We All Want Different Things From Games

Whether it's casual game nights with friends or a new fantasy RPG epic, we're all after something different.

We All Want Different Things From Games

What do you personally look for in games? Maybe you love lengthy RPGs to sink your teeth into, might be that all you're after is a machine for playing the new Call of Duty each year, keep things casual. Possibly it's a new social experience you can play with online friends, jumping in each week on Fortnite, Peak or something else. Or perhaps you don't fit neatly into a single box here, and that's perfectly fine.

I'm probably preaching to the choir if you're here reading this, but that versatility is a major reason why I love gaming. Games can be art, they can be cheesy escapism, they can deliver wonderfully complex branching storytelling you can't experience (not as well, anyway) in other mediums, a fun hangout. Each are valid, and we're all after something different. Our moods and wants greatly vary.

For me, I'm likely playing another round of Mario Kart, Jackbox or Everybody's Golf with friends.
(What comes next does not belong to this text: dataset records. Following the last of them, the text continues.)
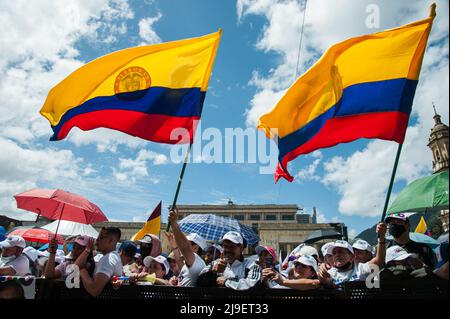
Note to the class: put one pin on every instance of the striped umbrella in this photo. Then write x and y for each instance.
(212, 227)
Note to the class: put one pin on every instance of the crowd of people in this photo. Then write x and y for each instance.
(193, 262)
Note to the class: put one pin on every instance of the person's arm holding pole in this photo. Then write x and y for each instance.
(182, 242)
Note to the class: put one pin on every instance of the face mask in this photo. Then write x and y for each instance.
(344, 267)
(396, 230)
(5, 260)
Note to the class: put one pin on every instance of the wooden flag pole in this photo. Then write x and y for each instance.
(180, 180)
(391, 183)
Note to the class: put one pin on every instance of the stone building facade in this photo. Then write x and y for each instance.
(276, 225)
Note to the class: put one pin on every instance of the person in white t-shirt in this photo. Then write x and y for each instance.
(108, 266)
(327, 253)
(363, 251)
(345, 269)
(12, 261)
(191, 247)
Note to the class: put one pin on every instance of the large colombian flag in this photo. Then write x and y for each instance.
(145, 91)
(360, 88)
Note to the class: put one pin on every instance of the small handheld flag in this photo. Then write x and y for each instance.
(152, 226)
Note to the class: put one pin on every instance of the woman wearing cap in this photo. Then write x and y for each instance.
(154, 265)
(305, 268)
(363, 251)
(345, 269)
(150, 245)
(12, 260)
(65, 268)
(327, 253)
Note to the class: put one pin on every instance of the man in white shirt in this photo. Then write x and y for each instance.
(363, 251)
(108, 266)
(232, 270)
(12, 261)
(345, 269)
(190, 247)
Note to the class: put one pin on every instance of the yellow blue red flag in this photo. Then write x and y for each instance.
(421, 227)
(145, 91)
(361, 88)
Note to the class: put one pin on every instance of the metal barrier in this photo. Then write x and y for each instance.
(413, 289)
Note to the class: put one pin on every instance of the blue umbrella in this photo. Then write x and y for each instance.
(212, 227)
(2, 233)
(45, 247)
(421, 238)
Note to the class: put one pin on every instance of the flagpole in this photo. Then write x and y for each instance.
(180, 180)
(391, 183)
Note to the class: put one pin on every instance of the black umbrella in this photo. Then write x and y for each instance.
(322, 234)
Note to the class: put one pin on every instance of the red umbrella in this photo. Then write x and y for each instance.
(56, 204)
(36, 235)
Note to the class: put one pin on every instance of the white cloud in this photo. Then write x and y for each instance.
(130, 170)
(23, 168)
(309, 173)
(360, 178)
(146, 31)
(352, 233)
I also love something narrative-driven that I can sit down with over extended sessions; this year alone has seen me beat two Trails games, Clair Obscur: Expedition 33, and more while I've begun making progress on Hades 2. Games often give you a wide choice in how to proceed between different weapons, builds, difficulty settings, and more. Which is why it drives me mad seeing some people try to enforce their own rules on someone else.

I don't mean people criticising a game, that's fair enough. It's more the issue of how some attempt to police how strangers engage with a game or series. Telling people they didn't play Elden Ring “correctly” because they used magic, going off because they made different choices to you in Baldur’s Gate 3. Attempting to shame easier difficulty runs because it's allegedly not valid or “manly” unless you clear mega-ultra-nightmare mode, perish the thought. Those who rant about accessibility features making a game “too easy,” things like that.

Someone riding a horse across a graveyard with a massive tree and ruins looming in the distance

None of this is new, particularly the often toxic debate around difficulty settings, yet I'm writing about it now because this issue persists across online spaces. Not only is it such an exclusionary mindset that keeps communities gated, this actively goes against a developer's intentions. Why would these features exist if the team doesn't want you using them? Specific progress differs depending on where you look, though with greater strides being made for accessibility, more big releases are giving us options on how to engage.

I don't like the phrase “let people enjoy things” because it's regularly used to silence criticism, though it's fitting in this context. If someone else's approach doesn't exactly match yours, so what? There's more important things to worry about. We all want different things out here, and I'm glad games can widely cater for that.